3D cell culture techniques accurately represent how cells grow and how they are affected by diseases, including cancer. In such a view, 3D cultures offer a great opportunity for cancer treatment research, allowing to investigate molecular therapeutic targets and their pharmacological inhibition. Indeed, 3D cultures represent valuable simulators of cancer tissues, as they exhibit similar growth and treatment response patterns.
However, there are challenges to be addressed, as the reproducibility of 3D cultures depends on many variables, including the substrate in which cells grow, the proper phase of growth and cancer features.
The model applied in this study reduces the substrate-related variables, since a small bioreactor, integrating a 3D synthetic, inert, and biocompatible scaffold, was used to favor reproducible cell colonization and growth. Due to the high amount of cells, real-time monitoring of cells viability and cell number estimation with Real-Time Glo (Promega) (as reported in Candini et al. 2019) is not possible. However, the scope of this work does not require this specific type of evaluation. Histology, immunohistochemistry and NGS give evidence about cell presence, viability and behaviuor with the main aim to compare the 3D culture with its original tumor counterpart.
The growth phase can be controlled by stimulating, with appropriate growth factors, only the component of interest (epithelial if the growth of carcinoma is to be stimulated, mesenchymal if of sarcoma), generating an in vitro model where tumor progression acceleration may reveal the mechanisms underlying neoplastic transformation for a drug discovery approach.
Furthermore, the morphologic and immunophenotypic analogies between 3D growth and primary tumor, combined with the rapid establishment of primary cultures, reduced the quantity of culture medium and growth factors, being time- and cost-effective. Compared to 2D cultures and even to animal models, 3D cultures provide a more reliable tool in predicting how drug treatments will affect patients.[22]

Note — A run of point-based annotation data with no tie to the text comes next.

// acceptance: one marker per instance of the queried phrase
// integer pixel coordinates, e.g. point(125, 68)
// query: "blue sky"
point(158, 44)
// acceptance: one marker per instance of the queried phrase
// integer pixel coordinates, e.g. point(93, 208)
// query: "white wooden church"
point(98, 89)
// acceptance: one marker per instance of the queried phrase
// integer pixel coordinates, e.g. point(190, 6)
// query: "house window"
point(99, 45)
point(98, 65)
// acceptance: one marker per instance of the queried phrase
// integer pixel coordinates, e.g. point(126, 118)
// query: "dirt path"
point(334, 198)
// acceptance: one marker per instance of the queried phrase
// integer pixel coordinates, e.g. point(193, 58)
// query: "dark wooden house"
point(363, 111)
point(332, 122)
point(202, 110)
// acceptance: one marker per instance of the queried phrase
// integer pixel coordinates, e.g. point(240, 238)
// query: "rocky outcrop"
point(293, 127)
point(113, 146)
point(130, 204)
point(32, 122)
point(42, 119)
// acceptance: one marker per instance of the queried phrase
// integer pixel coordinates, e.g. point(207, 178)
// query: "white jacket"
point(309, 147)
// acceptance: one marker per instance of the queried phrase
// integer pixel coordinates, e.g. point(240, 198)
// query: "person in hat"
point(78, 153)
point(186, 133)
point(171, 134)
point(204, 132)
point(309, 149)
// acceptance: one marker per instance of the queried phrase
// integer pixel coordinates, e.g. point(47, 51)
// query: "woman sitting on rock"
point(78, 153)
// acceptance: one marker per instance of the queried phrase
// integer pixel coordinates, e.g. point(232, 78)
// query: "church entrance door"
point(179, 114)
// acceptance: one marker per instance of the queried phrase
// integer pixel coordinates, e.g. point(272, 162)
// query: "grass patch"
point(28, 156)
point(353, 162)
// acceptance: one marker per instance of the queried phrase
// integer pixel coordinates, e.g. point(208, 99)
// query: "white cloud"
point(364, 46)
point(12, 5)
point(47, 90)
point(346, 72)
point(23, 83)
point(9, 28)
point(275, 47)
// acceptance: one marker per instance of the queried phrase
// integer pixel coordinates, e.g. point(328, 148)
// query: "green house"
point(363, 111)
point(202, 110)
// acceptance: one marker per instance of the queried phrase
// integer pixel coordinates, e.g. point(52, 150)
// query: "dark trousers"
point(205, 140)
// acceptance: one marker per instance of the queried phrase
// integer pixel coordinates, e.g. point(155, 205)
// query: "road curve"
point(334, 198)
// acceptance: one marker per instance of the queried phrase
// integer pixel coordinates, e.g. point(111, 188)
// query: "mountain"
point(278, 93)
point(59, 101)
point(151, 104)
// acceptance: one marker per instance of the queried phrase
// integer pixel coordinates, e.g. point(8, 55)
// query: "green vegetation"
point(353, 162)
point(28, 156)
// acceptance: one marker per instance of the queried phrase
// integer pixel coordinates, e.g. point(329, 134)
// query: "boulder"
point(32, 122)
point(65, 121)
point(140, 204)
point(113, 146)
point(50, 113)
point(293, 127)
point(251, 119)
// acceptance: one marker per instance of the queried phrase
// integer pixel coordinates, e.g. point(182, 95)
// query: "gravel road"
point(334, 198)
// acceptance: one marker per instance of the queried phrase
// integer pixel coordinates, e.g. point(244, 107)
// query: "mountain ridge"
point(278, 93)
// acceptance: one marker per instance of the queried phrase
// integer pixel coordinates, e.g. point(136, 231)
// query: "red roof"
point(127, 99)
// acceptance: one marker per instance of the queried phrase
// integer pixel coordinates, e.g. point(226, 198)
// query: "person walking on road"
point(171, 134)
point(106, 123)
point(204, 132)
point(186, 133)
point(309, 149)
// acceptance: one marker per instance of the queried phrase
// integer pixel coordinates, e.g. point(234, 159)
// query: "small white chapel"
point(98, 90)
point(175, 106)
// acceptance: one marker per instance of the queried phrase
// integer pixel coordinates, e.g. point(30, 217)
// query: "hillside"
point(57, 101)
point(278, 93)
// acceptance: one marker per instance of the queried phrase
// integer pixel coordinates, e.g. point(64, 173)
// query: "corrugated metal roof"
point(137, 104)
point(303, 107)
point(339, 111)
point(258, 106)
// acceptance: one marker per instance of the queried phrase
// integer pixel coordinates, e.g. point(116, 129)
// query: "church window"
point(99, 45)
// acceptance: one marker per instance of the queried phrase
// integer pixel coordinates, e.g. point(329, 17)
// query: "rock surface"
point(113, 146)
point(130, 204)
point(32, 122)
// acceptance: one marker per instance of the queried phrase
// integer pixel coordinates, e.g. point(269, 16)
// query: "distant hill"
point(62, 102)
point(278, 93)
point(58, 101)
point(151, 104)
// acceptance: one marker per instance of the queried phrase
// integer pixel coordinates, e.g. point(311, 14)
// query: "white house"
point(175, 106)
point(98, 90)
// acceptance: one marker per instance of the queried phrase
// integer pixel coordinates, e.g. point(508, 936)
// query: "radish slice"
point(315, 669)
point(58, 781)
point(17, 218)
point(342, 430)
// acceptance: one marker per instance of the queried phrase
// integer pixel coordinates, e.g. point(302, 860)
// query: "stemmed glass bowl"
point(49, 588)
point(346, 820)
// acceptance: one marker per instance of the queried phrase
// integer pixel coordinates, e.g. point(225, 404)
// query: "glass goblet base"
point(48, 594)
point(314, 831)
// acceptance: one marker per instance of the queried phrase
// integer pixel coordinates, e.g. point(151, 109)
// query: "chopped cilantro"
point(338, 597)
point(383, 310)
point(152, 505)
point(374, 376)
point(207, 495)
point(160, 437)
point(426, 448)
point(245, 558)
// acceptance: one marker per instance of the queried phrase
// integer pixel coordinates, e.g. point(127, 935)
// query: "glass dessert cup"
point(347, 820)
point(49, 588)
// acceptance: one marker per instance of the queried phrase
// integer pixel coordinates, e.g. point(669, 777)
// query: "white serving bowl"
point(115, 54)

Most of the in vitro knowledge regarding spontaneous tumors in small animals comes from the study of 2D cell cultures or of the tumor itself.[1] However, it is well known that the monolayer 2D growth is represented by neoplastic cells having unlimited access to the ingredients of the medium, including oxygen, nutrients and signal molecules, which does not mimic a natural neoplastic mass. An additional important drawback is due to the fact that cancer development and progression rely not only on the main cell population, but also on the interactions with the associated stroma, intended as the matrix and stromal cells. When neoplastic cells are placed back into an in vivo environment (i.e., an animal model) or are grown in a 3D system, proliferation and gene/protein expression are much closer to the ones occurring within the tumor than those grown in a 2D systems.[1]
In our study, it has been shown that morphology and immunophenotype of 3D cell cultures are able to adequately replicate the growth of canine primary carcinomas and soft tissue sarcomas, not only by the expression of the primary tumor differentiation markers, but also by re-creating a tumor microenvironment, characterized by stromal fibroblasts in all the epithelial tumor cultures and inflammatory cells (macrophages in one case).
While the expression of differentiation markers between primary tumors and 3D growths was overall concordant, in one sarcoma case actin was expressed by the primary tumor only. This discrepancy may be due to a de-differentiation in cell cultures rather than to the selective growth of cells negative for that marker, which represented half of the population in the primary tumor.
At the genetic level in sarcomas, no sequence alterations were found nether in 3D cell culture nor in primary tumor samples. Intriguingly, comparing the MDM2 amplicon coverage value with that of TP53, in one case we observed a preferential amplification in MDM2 amplicons, hypothesizing a possible MDM2 amplification, both in 3D cell culture and in primary tumor specimens from the same sample. Indeed, in the other two cases, the amplicons ratio (MDM2 coverage:TP53 coverage) was near 1, and also in these samples, the ratio was similar both in 3D cell culture and in primary tumor specimens.
As well as morphologic and phenotypic similarities, also genomic data are concordant between primary tumours and the corresponding 3D cell cultures, which can be therefore considered a suitable substrate for biobanking even after formalin-fixation and paraffin embedding.
In oncology, several diagnostic tools are available to evaluate the expression of molecules aimed at tailoring treatment, thereby providing a precision approach. However, many of these tests are based on the evaluation of fixed tissues where cells viability is lost, leading to the impossibility to investigate cell function during tumor growth and progression. Being the cell-to-cell and cell-to-extracellular matrix interaction a fundamental condition for more representative tumor studies, we investigated and demonstrated the reproducibility of morphologic, immunophenotypic and tumor microenvironment aspects in in vitro models using 3D cultures obtained from canine carcinomas and soft tissue sarcomas. Furthermore, in this in vitro model, a genetic similarity was demonstrated with parallel amplicon coverage in primary tumor and corresponding cell culture.